A lot of AV companies have automated the process of creating signatures for static malware. Due to the fact that a lot of malware uses WinRar self-extraction archives at some point, the number of false positives had been growing rapidly in this area. False positives could not only prove costly for companies if they find some 'suspicious' tools on their hard disk, but the case of the magazine cover CDs illustrates how else false positives can have a significant impact on businesses.

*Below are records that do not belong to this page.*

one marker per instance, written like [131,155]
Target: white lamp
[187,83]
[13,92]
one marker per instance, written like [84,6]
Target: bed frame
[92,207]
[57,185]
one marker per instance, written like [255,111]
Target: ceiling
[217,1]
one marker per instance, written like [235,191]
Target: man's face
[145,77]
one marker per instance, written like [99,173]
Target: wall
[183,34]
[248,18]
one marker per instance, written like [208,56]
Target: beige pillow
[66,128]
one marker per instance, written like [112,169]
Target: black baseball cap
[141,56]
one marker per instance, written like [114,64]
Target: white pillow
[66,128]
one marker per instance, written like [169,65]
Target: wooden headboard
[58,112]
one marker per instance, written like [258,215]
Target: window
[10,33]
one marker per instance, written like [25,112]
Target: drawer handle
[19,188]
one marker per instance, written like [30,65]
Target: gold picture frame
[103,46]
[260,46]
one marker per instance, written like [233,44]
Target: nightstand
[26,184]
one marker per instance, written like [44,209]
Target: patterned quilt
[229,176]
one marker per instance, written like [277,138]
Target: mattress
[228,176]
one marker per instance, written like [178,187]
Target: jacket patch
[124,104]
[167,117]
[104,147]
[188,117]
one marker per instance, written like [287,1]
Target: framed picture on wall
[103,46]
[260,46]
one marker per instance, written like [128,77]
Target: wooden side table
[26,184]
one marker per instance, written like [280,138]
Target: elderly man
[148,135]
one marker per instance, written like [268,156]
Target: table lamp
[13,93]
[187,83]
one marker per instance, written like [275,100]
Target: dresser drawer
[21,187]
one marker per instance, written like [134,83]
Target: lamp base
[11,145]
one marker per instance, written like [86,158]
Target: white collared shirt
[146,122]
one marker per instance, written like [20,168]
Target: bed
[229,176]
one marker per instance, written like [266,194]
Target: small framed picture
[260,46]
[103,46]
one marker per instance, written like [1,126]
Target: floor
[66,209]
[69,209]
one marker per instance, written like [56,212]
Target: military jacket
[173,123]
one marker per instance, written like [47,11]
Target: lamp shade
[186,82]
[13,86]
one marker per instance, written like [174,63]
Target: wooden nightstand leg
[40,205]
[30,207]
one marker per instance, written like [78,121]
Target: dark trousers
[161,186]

It should be noted that WinRar and GameMaker were just two examples of what could be many more.
Therefore, a large collection of 'known good' files is essential in order to create high-quality software. Some of the smaller commercial AV companies and the developers of the Open Source project ClamAV urgently need to do something in this area.
While well-working processes already exist in order to report new malware and add detection for those files, it is important to attain the same high quality of processes in the case of false positives. This will hopefully reduce the impact of false positives in future and we will be able to remove files causing false alarms faster than ever before.